Hay que prepararse para el retiro. Antes de dar lástima hay que irse, pero es difícil tomar esa decisión porque la lucha libre es nuestra vida. La fama, el público, aunque uno debe estar consciente de que nos hacemos mayores, que perdemos la agilidad, pero no es fácil aceptarlo; es una decisión que nadie puede tomar más que el propio luchador, asumió.
Para Octagón, sin embargo, hay una fuerza más poderosa para pensar en una larga vida en los cuadriláteros. Ningún deporte interpela de manera tan directa a sus aficionados. Ni el distanciamiento de los estadios gigantescos en los que se celebra el futbol ni el aislamiento de los boxeadores, ajenos y ensimismados en el ritual de su inmolación en cada combate.

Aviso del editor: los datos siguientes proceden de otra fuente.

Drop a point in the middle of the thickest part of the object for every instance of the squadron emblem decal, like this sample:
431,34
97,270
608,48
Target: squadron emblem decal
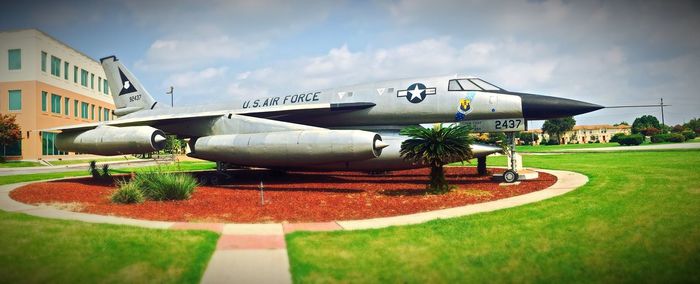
416,93
465,106
127,87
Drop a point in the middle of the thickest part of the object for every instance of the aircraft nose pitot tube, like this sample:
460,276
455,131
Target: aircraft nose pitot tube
289,148
110,140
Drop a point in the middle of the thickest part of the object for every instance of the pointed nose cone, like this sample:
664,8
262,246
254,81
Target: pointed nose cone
537,107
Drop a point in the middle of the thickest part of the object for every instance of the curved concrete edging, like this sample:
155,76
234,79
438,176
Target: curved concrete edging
256,253
566,182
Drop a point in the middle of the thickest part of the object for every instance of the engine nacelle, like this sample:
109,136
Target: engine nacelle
289,148
110,140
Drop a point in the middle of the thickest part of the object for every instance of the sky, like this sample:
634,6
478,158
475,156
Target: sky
604,52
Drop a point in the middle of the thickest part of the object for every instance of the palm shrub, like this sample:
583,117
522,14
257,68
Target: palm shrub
127,192
435,147
165,186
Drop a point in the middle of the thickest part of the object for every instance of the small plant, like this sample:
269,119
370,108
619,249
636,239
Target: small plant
105,171
127,193
93,170
166,186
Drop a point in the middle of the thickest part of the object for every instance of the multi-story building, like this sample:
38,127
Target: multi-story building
46,83
584,134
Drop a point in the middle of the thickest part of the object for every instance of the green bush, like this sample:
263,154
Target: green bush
676,138
166,186
634,139
689,135
127,193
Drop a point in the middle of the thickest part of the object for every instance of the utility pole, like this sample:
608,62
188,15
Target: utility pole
172,95
662,113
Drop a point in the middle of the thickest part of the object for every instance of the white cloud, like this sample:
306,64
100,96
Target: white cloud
507,63
187,53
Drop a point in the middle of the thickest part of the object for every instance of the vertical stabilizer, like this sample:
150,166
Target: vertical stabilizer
128,93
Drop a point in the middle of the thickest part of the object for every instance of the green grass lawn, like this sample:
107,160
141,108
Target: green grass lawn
37,250
19,164
637,220
182,166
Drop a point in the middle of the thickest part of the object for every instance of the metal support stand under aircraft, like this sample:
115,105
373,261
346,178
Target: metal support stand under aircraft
511,174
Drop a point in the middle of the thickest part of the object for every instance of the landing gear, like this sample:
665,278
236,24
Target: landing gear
220,176
511,175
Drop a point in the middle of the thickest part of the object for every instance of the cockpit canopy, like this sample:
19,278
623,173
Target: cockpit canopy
471,84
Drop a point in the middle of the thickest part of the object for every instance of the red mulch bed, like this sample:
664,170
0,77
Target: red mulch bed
294,197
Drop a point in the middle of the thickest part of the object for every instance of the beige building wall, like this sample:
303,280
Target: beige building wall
585,134
32,81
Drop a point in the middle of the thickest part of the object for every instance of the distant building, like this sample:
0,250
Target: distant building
47,83
584,134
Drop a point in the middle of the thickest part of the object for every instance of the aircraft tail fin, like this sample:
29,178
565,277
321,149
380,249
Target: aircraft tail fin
128,93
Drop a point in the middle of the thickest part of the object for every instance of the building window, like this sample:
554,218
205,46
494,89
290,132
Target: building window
14,59
65,70
48,145
55,103
15,100
43,100
83,110
83,77
14,149
43,61
55,66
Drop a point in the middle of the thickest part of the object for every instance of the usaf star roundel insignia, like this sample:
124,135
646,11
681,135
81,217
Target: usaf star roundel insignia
416,93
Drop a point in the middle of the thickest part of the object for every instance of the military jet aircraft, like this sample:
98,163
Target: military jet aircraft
344,128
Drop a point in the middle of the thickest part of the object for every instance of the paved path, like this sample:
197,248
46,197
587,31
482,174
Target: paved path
256,253
75,167
689,145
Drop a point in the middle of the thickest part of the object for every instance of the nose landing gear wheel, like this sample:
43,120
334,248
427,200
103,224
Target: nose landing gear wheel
510,176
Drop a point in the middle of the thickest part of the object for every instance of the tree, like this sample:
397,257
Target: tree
9,130
693,125
559,126
644,122
436,147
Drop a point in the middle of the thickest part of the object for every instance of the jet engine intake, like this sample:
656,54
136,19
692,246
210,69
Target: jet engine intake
289,148
110,140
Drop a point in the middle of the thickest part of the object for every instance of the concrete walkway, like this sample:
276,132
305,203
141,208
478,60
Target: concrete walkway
678,146
75,167
256,253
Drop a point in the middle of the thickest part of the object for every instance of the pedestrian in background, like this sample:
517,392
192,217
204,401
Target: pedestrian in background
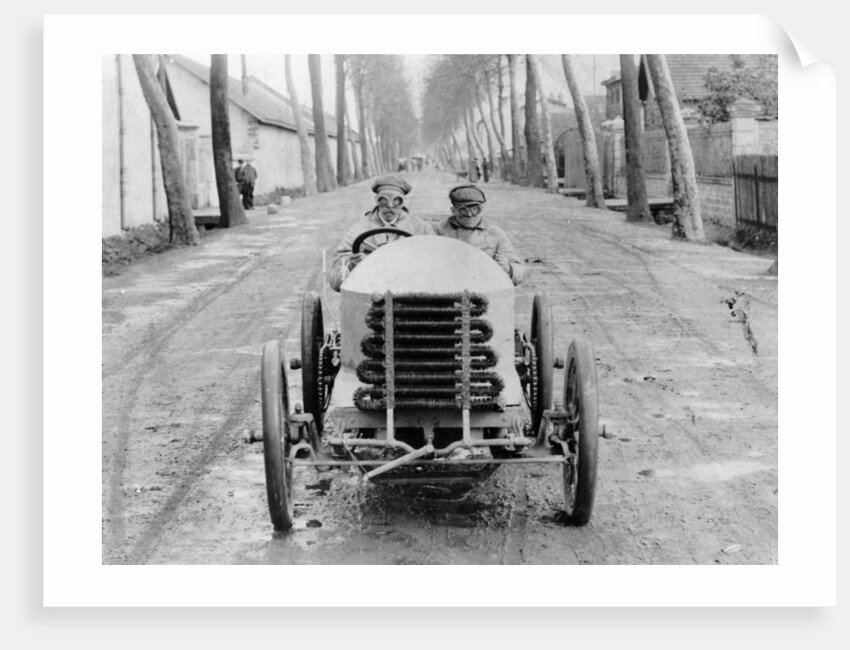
249,177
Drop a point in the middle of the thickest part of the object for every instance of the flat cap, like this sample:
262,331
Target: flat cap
393,182
466,194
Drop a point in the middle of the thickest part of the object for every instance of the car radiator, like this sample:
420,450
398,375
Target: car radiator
428,351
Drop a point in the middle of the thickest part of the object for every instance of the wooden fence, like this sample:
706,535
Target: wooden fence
756,191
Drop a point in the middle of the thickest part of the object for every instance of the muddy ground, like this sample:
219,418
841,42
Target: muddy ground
687,392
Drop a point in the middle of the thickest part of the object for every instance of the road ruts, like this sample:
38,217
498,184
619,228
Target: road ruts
688,468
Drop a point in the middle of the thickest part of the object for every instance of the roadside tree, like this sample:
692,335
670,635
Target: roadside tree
342,161
325,180
183,230
307,168
534,156
229,201
638,203
592,173
687,218
548,144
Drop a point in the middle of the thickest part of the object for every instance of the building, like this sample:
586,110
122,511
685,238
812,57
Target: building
262,129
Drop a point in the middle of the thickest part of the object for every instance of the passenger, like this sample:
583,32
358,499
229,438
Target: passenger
467,224
389,211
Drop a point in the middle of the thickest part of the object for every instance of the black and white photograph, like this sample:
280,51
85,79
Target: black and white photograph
375,316
440,309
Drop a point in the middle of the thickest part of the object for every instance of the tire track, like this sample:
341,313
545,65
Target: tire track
165,513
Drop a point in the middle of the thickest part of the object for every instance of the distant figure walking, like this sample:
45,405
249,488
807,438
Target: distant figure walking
249,177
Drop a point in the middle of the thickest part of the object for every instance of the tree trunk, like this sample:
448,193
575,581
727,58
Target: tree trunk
229,201
479,148
325,180
500,87
687,219
183,230
352,146
487,128
638,207
472,176
548,144
361,127
534,177
307,168
592,174
458,150
498,131
518,157
342,163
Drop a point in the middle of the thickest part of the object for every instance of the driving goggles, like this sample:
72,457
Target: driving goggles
470,210
385,201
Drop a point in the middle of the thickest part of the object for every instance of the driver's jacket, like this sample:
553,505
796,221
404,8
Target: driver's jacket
489,238
406,221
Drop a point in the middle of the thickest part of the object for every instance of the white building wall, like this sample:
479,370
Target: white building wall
144,197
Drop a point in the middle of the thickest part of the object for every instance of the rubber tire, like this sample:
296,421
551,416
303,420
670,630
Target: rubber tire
312,339
581,386
391,230
275,404
543,342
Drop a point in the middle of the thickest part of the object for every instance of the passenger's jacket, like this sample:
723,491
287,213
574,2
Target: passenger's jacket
371,220
489,238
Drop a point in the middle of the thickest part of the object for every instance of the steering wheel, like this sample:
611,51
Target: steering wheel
358,241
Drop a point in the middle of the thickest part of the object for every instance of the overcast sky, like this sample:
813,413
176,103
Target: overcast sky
591,70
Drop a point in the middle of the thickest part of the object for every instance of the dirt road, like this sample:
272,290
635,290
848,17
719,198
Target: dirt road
688,398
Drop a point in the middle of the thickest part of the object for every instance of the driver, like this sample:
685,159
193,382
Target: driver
467,224
389,211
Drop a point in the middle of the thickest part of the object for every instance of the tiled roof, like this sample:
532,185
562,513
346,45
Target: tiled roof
688,71
263,102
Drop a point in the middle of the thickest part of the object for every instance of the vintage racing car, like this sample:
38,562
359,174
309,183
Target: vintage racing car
427,380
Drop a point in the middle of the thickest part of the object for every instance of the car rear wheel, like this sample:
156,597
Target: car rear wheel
541,339
312,339
582,433
275,403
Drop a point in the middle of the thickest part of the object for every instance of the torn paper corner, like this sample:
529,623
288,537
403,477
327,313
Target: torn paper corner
794,47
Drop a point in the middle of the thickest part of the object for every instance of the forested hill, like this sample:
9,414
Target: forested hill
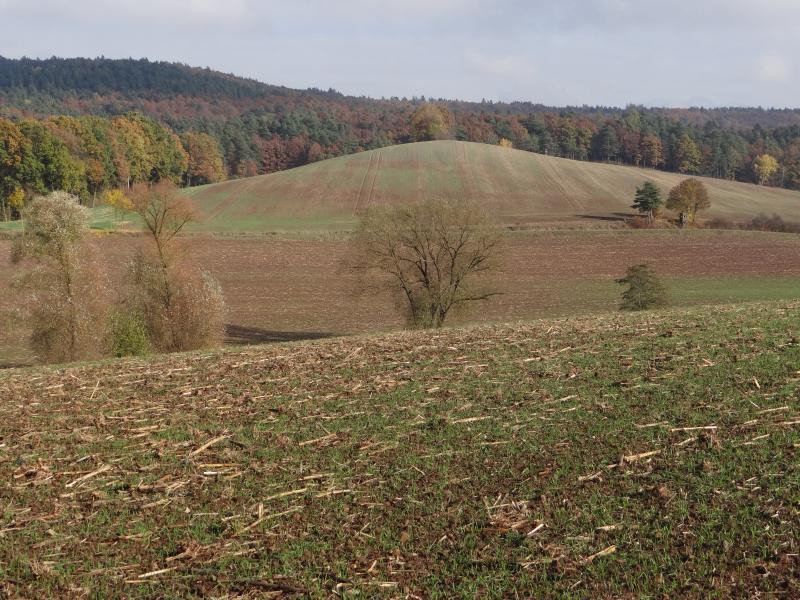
213,125
103,86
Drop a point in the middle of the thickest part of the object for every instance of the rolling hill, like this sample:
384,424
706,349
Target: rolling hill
520,187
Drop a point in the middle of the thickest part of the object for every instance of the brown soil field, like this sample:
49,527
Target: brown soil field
280,290
517,187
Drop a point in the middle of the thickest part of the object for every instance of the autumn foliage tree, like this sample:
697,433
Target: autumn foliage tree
687,155
432,254
204,159
643,289
64,289
765,166
648,200
688,198
431,122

El luchador interactúa, principalmente con los niños, su público esencial; se toma fotos de camino al cuadrilátero, firma autógrafos. Incluso atiende las demandas de sus seguidores durante el combate. Da lo que le piden, vuela de la tercera cuerda o aplica una llave si eso es lo que quieren.
Y ahí radica la magia, porque, como escribió el semiólogo francés Roland Barthes en su libro Mitologías, al público de la lucha libre no le importa si lo que mira es un simulacro de batalla. La mayor virtud de este deporte
es el espectáculo en exceso, donde lo que importa no es lo que se cree, sino lo que se ve.